Hello everyone...I found out about this board a few weeks ago and decided to post as it seems there is alot of support here. To be specific, I was posting in another message board that had a thread for survivors of SA but I was 1 of maybe 3 men that posted there.
To give you the readers digest version of my experience - I was first molested by my cousin at arround age 7. He forced me to masturbate him and he touched me as well. There was a lot of verbal manipulation and threats not to tell anyone. I was then molested by a guy named Gene that went to my church. This occurred between the age of 8-15. Again there were threats and manipulation.
I have had some counseling in the past and was doind fairly well dealing with it until recently. I am 31 years old, married, and have a 2mo old son...My wife decided she wanted us to move back to our home town...so we did.
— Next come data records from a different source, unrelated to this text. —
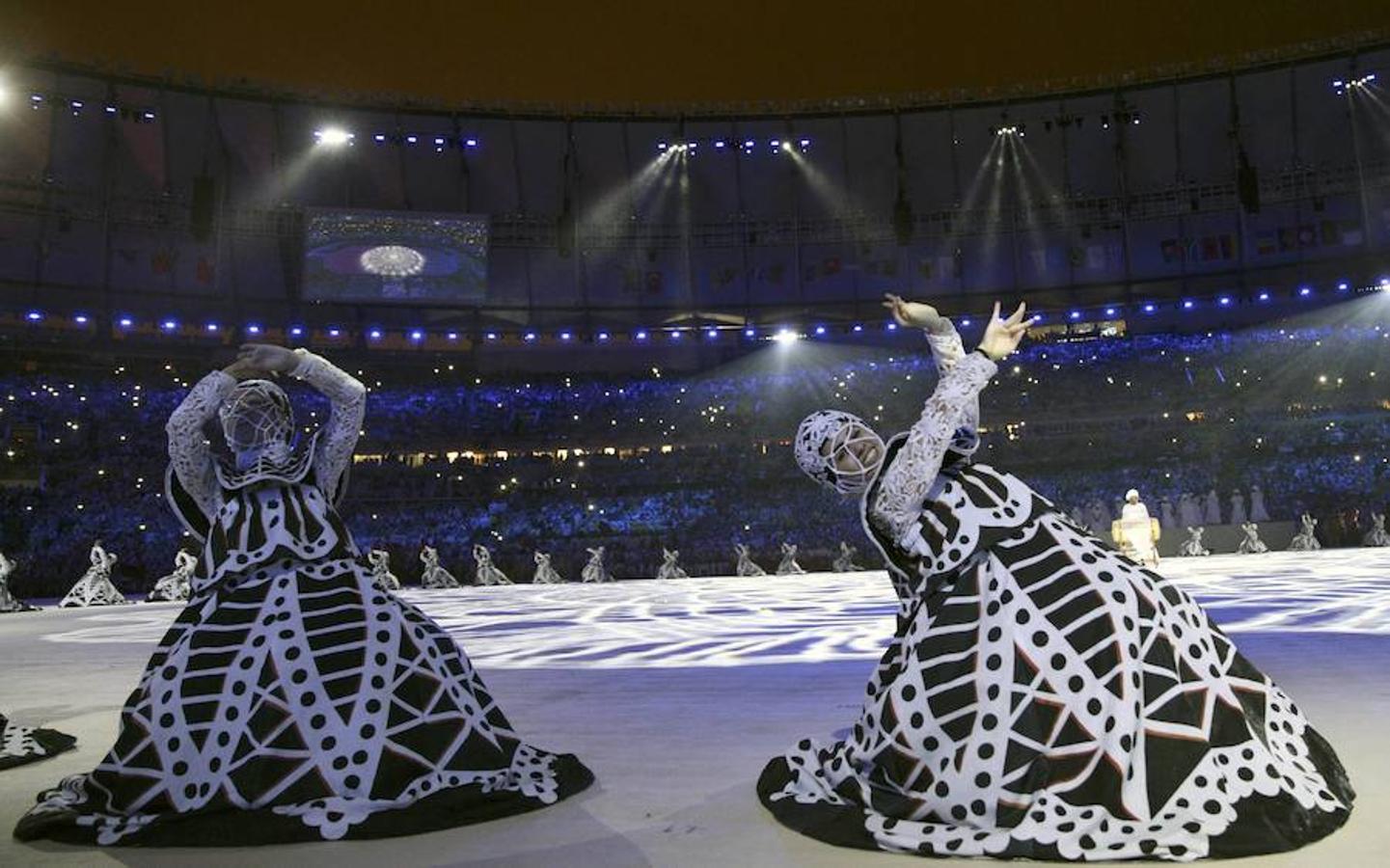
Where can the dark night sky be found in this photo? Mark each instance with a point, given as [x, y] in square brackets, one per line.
[673, 52]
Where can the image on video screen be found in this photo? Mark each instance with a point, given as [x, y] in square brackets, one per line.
[395, 256]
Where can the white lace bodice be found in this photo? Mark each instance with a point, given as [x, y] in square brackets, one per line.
[913, 471]
[191, 454]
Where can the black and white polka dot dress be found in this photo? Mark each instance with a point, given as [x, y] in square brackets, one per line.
[1047, 697]
[295, 700]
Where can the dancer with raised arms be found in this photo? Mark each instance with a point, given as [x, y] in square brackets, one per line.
[292, 699]
[1044, 696]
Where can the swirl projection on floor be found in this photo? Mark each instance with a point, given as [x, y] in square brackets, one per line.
[772, 619]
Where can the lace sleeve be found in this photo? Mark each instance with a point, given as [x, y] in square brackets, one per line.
[347, 401]
[947, 350]
[911, 474]
[189, 451]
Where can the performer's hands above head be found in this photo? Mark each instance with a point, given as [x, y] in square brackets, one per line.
[268, 357]
[1002, 337]
[914, 314]
[242, 368]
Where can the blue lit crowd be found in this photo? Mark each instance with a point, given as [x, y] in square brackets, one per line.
[700, 463]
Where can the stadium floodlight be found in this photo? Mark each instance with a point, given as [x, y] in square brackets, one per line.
[334, 136]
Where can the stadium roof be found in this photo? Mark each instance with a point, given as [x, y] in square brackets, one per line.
[699, 53]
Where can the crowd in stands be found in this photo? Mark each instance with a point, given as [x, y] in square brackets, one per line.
[700, 463]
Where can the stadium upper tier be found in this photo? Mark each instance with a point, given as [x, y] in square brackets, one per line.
[123, 196]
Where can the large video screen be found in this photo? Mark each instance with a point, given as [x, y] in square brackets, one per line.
[395, 256]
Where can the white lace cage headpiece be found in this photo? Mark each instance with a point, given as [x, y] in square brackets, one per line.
[828, 426]
[258, 422]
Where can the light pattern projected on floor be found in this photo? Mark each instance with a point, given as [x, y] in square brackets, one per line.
[771, 619]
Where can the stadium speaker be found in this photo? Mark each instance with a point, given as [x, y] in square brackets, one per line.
[204, 207]
[564, 233]
[902, 220]
[1247, 183]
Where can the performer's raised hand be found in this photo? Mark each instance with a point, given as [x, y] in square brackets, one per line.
[914, 314]
[1002, 337]
[268, 357]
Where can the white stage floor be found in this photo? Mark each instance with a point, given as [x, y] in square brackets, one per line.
[676, 693]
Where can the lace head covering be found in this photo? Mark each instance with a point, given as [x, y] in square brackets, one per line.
[258, 422]
[841, 431]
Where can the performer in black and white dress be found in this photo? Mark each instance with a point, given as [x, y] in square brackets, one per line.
[1251, 543]
[95, 586]
[594, 570]
[292, 700]
[488, 573]
[1044, 696]
[381, 575]
[545, 574]
[176, 586]
[1375, 536]
[22, 745]
[788, 564]
[434, 575]
[747, 565]
[9, 603]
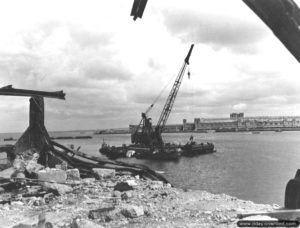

I have never been so depressed and tired in my life...I had a house of my own. it was about an hour away from our home town (where the abuse occurred). I hated my home town but my wife pushed and pushed until I consented to move there. I feel like I have taken a major step backward. We had planned to buy some land and build a house...but once it was too late and my old house was under a contract, we figured out we wouldn't be able to do it all at once...So now we are shacked up with my parents and younger brother - soon to move into an apartment for at least 3 years while we pay on the lot. The hardest thing though is thet I let my wife push me into giving up MY place of security (IE: my house).
I don't know what to do I just realy need to get this off my chest I suppose. I can't fucking believe I moved back to the town where my abuser still lives. Well...I thanks for reading this and I hope you all will accept me into your supportive community. Thanks!...Dave23...GOD BLESS!